In the online world, we’re beginning to adopt etiquette for e-mail, even if some imbeciles still haven’t figured out that you should use BCC for group e-mails, that ALL CAPS MEANS YOU’RE SHOUTING, and that punctuation is a blessing, not an impediment. But digital awkwardness stems from problems both technological and social. We’ve leveraged our privacy for maximum connectivity, and the balance is still mightily askew.

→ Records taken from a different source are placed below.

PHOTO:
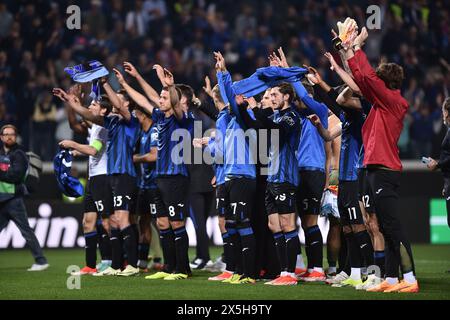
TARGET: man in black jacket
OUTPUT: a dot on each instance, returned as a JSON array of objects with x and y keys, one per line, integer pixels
[{"x": 13, "y": 168}]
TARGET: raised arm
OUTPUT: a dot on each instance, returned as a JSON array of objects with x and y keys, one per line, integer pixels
[
  {"x": 75, "y": 104},
  {"x": 17, "y": 169},
  {"x": 313, "y": 106},
  {"x": 123, "y": 111},
  {"x": 74, "y": 124},
  {"x": 327, "y": 135},
  {"x": 112, "y": 95},
  {"x": 149, "y": 91},
  {"x": 140, "y": 99},
  {"x": 347, "y": 78},
  {"x": 226, "y": 90}
]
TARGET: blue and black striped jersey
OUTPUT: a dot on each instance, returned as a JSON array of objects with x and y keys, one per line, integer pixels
[
  {"x": 173, "y": 137},
  {"x": 149, "y": 140},
  {"x": 351, "y": 144},
  {"x": 123, "y": 136}
]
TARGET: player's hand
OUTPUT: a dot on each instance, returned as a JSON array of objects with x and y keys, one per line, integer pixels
[
  {"x": 164, "y": 75},
  {"x": 313, "y": 75},
  {"x": 274, "y": 61},
  {"x": 432, "y": 164},
  {"x": 251, "y": 102},
  {"x": 168, "y": 78},
  {"x": 347, "y": 32},
  {"x": 66, "y": 144},
  {"x": 197, "y": 142},
  {"x": 220, "y": 62},
  {"x": 130, "y": 69},
  {"x": 315, "y": 120},
  {"x": 333, "y": 63},
  {"x": 119, "y": 76},
  {"x": 239, "y": 99},
  {"x": 196, "y": 101},
  {"x": 207, "y": 88},
  {"x": 61, "y": 94}
]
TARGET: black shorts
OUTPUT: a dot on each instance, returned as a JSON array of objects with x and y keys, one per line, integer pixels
[
  {"x": 222, "y": 203},
  {"x": 365, "y": 195},
  {"x": 149, "y": 202},
  {"x": 241, "y": 195},
  {"x": 174, "y": 192},
  {"x": 98, "y": 197},
  {"x": 383, "y": 184},
  {"x": 348, "y": 203},
  {"x": 309, "y": 192},
  {"x": 123, "y": 189},
  {"x": 280, "y": 198}
]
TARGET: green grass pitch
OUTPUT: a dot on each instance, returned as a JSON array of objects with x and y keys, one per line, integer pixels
[{"x": 16, "y": 283}]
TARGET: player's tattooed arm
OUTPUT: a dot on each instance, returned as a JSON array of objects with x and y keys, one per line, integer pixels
[
  {"x": 75, "y": 104},
  {"x": 346, "y": 77},
  {"x": 74, "y": 124},
  {"x": 149, "y": 91},
  {"x": 327, "y": 135}
]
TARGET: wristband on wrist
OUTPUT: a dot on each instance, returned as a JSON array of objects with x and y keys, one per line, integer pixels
[{"x": 337, "y": 43}]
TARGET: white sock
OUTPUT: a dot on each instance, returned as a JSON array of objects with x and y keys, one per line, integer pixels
[
  {"x": 355, "y": 274},
  {"x": 318, "y": 269},
  {"x": 392, "y": 280},
  {"x": 332, "y": 269},
  {"x": 300, "y": 263},
  {"x": 409, "y": 277}
]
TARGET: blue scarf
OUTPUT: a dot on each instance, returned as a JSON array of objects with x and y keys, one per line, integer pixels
[
  {"x": 62, "y": 164},
  {"x": 267, "y": 77},
  {"x": 87, "y": 72}
]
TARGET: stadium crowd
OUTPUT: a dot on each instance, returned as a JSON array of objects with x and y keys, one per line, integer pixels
[{"x": 36, "y": 45}]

Once you’ve joined a social-network site and built up a profile, it becomes a free-for-all. Too many of us think it’s perfectly reasonable to spam complete strangers into joining their network of “friends,” with no introduction or explanation offered. That seems petty, but when you regularly get a dozen daily requests, burnout is inevitable and the whole point is lost—if not the site (anyone out there still hanging on Friendster these days?). Business types get flooded with requests to be Linked In or to vouch for someone, and in the end they un-Link in frustration. (Similarly, I’ll never touch another Plaxo request that forces me to do someone else’s address-book homework.) And young users still don’t seem to know that the teenage travails and mistakes they post publicly become a rap sheet for future employers, friends and lovers to judge by.

To be honest, I don’t have a solution to these online conundrums. But then again, I don’t have to—I just come here to grouse. I’d love to hear your input, though. What lessons have you learned, and how do you think we can stop the insanity without abandoning online social networks altogether?